Endo International plc (NASDAQ:ENDP) just announced that the FDA would not meet its planned PDUFA for one of the company’s lead development candidates, Opana ER, initially scheduled for July 2016. According to the company, the delay derives from the last minute scheduling of an independent advisory meeting – set to take place come fall this year. Given the situation across the last six months, specifically Endo’s year to date share price performance, a PDUFA delay is the last thing the company (and its shareholders) needed. It’s happened, however, and perhaps unsurprisingly, the company is down a few percentage points as a result. With Endo currently trading for a 72% discount on its 2016 open, the company is long overdue a boost. The July PDUFA looked set to potentially offer this boost, but it now looks as though the company is set for a pretty flat third quarter. With this said, is there an opportunity to get in ahead of the review panel this fall? Let’s take a look at the drug in question to see what’s on the cards.
So, the drug is, as mentioned, Opana ER. It’s already approved in a pain management indication, specifically in patients where alternative pain management treatments (opioid based) are not effective. It’s an opioid treatment itself, designed as an extender release (the ER in the name) option. The problem with extended release opioids is they are very easy to overdose on. Why? Because patients can take them, not experience the pain relief they expect (as the ER element means the drug can take a while to reach maximum efficacy) and take more as a result. The drug targets severe, round the clock managed pain, so this sort of overdose risk is very real.
It’s also open to abuse. Opioid abuse is at epidemic levels in the US, and costs the government billions of dollars each year in healthcare costs. A number of companies are working to bring abuse deterrent opioids to market in an attempt to take advantage of this epidemic (in the sense that they are trying to offset some of the government’s costs and – in doing so – direct some of the opioid revenue towards their own balance sheet).
This is where the Opana ER application comes in to play. It’s an sNDA on the current approval. For those not familiar with this term, the S in this abbreviation stands for supplemental, and it is essentially an application for an extension on the current approved indication or labelling. In this instance, Endo is targeting an abuse deterrent labeling by altering its Opana ER offering to include a technology called INTAC. INTAC was designed and developed by Grunenthal, a family owned German pharma company, and it essentially makes drugs harder to crush by providing a hard outer coating.
So, what’s the upside if we get a decent outcome from the review panel? Well, if the panel gives the Opana sNDA a thumbs up, it would bode well for a revised agency review, which will likely come towards the end of the year.
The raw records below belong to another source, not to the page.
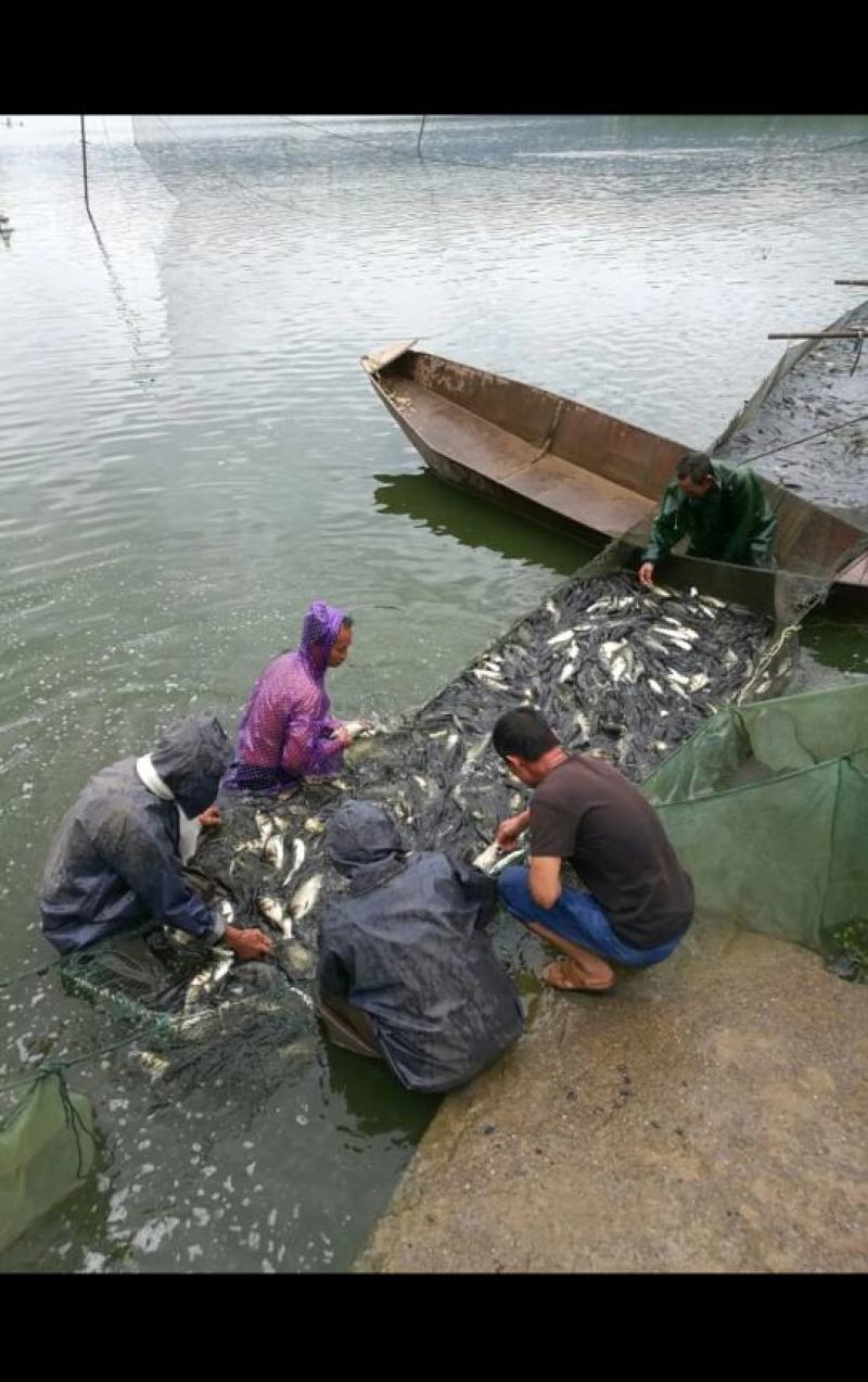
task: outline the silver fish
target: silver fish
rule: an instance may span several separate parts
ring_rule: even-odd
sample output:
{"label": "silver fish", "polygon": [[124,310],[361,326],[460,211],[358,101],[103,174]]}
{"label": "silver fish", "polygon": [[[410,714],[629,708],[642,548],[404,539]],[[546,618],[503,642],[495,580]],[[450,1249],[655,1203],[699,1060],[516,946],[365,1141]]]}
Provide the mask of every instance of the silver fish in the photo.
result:
{"label": "silver fish", "polygon": [[256,828],[260,832],[260,839],[264,844],[265,840],[271,839],[276,826],[271,820],[271,817],[268,815],[268,811],[257,811],[254,815],[254,821],[256,821]]}
{"label": "silver fish", "polygon": [[672,677],[666,677],[666,680],[669,681],[669,685],[676,692],[676,695],[680,695],[683,701],[690,701],[687,691],[683,691],[677,681],[673,681]]}
{"label": "silver fish", "polygon": [[293,893],[293,900],[289,904],[293,922],[300,922],[303,916],[307,916],[310,909],[317,905],[317,898],[319,897],[322,889],[322,873],[314,873],[308,878],[301,887],[296,889]]}
{"label": "silver fish", "polygon": [[207,969],[199,970],[195,978],[192,978],[187,985],[187,995],[184,998],[185,1013],[191,1012],[198,1003],[202,1002],[203,998],[207,996],[207,994],[213,992],[217,984],[220,984],[220,981],[225,978],[232,969],[232,963],[235,960],[232,951],[227,951],[223,949],[223,947],[216,945],[213,954],[217,955],[214,963],[209,965]]}
{"label": "silver fish", "polygon": [[147,1070],[149,1075],[159,1077],[164,1075],[169,1070],[169,1061],[164,1056],[158,1056],[152,1050],[142,1050],[138,1054],[138,1063],[142,1070]]}
{"label": "silver fish", "polygon": [[344,730],[351,734],[354,739],[369,739],[376,732],[377,728],[370,720],[347,720],[344,723]]}
{"label": "silver fish", "polygon": [[289,873],[286,875],[286,878],[283,879],[283,883],[282,883],[283,887],[286,887],[286,884],[289,883],[290,878],[293,878],[299,872],[299,869],[304,864],[305,855],[307,855],[307,850],[304,847],[304,840],[299,835],[293,840],[293,861],[292,861],[292,868],[290,868]]}
{"label": "silver fish", "polygon": [[498,860],[493,868],[488,871],[489,876],[493,878],[496,873],[502,873],[503,869],[509,868],[509,865],[513,864],[516,860],[524,858],[525,853],[527,850],[522,847],[520,850],[513,850],[511,854],[504,854],[503,858]]}
{"label": "silver fish", "polygon": [[488,737],[488,734],[485,734],[477,744],[474,744],[474,746],[471,749],[467,750],[467,753],[464,756],[464,767],[462,768],[462,773],[466,771],[466,768],[473,767],[473,764],[477,761],[477,759],[482,757],[482,755],[485,753],[485,749],[488,748],[488,739],[489,739],[489,737]]}
{"label": "silver fish", "polygon": [[[260,897],[256,905],[265,920],[271,922],[272,926],[279,926],[281,930],[285,929],[287,922],[286,908],[276,897]],[[283,934],[287,934],[286,930],[283,930]]]}
{"label": "silver fish", "polygon": [[583,710],[576,710],[575,720],[572,723],[582,731],[586,739],[590,737],[590,720]]}
{"label": "silver fish", "polygon": [[265,860],[267,864],[271,864],[272,868],[276,868],[276,869],[282,869],[283,868],[285,850],[283,850],[283,836],[282,835],[272,835],[272,836],[270,836],[270,839],[265,840],[265,849],[263,850],[263,858]]}
{"label": "silver fish", "polygon": [[279,959],[292,972],[293,978],[311,978],[317,969],[314,951],[301,941],[283,940],[278,943]]}
{"label": "silver fish", "polygon": [[645,645],[654,648],[655,652],[662,652],[665,658],[672,654],[672,648],[666,648],[659,638],[645,638]]}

Abuse deterrent opioids are big business, and in a chronic administration indication (as is targeted with the sNDA), could easily be a billion-dollar market for Endo. There’s also the potential for extended application beyond the Opana sNDA. Opana is just one of a number of pain management approved therapies offered by Endo, and if the company can demonstrate to the FDA that the tech fits with its portfolio, we could see further applications across the next 24 months.
With this in mind, there’s plenty of potential upside on a decent outcome – upside that could offer up some reprieve on the above mentioned losses. 10-15% upside if the panel gives the drug the nod, and up to 20% on an FDA green light, is far from unrealistic.
The risks here are primarily rooted in the company’s generic portfolio. Endo generates a large portion of its revenues (just shy of $600 million during the first quarter of 2016) in the US from its generic offerings. As the negative sentiment surrounding Valeant Pharmaceuticals Intl Inc (NYSE:VRX) is illustrative of right now, the generic US market is extremely tight at the moment, and margins are thinning out further as time passes. As such Endo needs approvals like this one to boost its branded operations and reduce its reliance on the tightening generic space. If it doesn’t get a green light, markets will likely sell off on the hit. A slow burner with the latest delay, and a heavily sold off on stock, but one to watch as the year matures as a potential rebound allocation.